Il en est de même dans les situations de légitime de défense et/ou qui requièrent une intervention urgente lors desquelles un membre du cadre opérationnel n'a pas la possibilité d'activer la caméra individuelle. 6. Personnes vulnérables et situations d'exception L'enregistrement peut être interrompu dans les situations d'exception (intervention où, à un moment donné, il devient souhaitable de ne pas filmer les personnes vulnérables ou lorsque l'intervention ou l'enquête risque d'être entravée, etc.). De préférence, seul l'enregistrement du membre du cadre opérationnel concerné qui se trouve personnellement dans la situation d'exception (par exemple, l'accompagnement d'une personne vulnérable, par exemple) est interrompu, tandis que les autres membres du cadre opérationnel peuvent continuer à filmer.

De manière générale, il conviendra en effet de tenir compte qu'une personne n'est privée de sa capacité de discernement que si sa faculté d'agir raisonnablement est entravée par le jeune âge (la loi ne fixe pas un "âge de raison"), la déficience mentale, les troubles psychiques (la jurisprudence exige un état jugé anormal et suffisamment grave pour altérer la faculté d'agir raisonnablement) et les autres causes semblables.

Il n'existe aucune restriction et/ou obligation légale liée à l'âge de la personne filmée.

Mais, comme le souligne à juste titre, le délégué général aux droits de l'enfant, il faudra tenir compte du fait que les enfants et les jeunes ne pensent et n'agissent pas comme des adultes, ce qui peut avoir pour conséquence de rendre les interventions de police impressionnantes. Le fait d'être filmé peut certainement être ressenti comme une pression supplémentaire à cet égard.

Il est très important de tenir compte du fait que la faculté de discernement des jeunes/des adolescents est en cours de construction et varie sensiblement d'un individu à l'autre, ce qui a un impact sur l'évaluation de la proportionnalité par le membre du cadre opérationnel de certaines interventions et d'éventuels enregistrements. Il s'agit d'une préoccupation transversale dans l'action de la police à l'égard des mineurs, qui est également réitérée ici.

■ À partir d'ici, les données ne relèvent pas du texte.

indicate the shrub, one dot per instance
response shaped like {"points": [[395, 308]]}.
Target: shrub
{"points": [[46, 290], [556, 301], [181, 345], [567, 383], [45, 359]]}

Par conséquent, le membre du cadre opérationnel pourra faire usage de sa caméra individuelle dans le cadre d'une interaction avec un mineur d'âge moyennant le respect des conditions prévues par la loi, tout en restant particulièrement attentif aux principes de proportionnalité et de subsidiarité. Ces principes doivent ainsi permettre d'être très prudent lorsque l'on filme en présence de mineurs et de veiller à ce que l'enregistrement soit limité au strict minimum.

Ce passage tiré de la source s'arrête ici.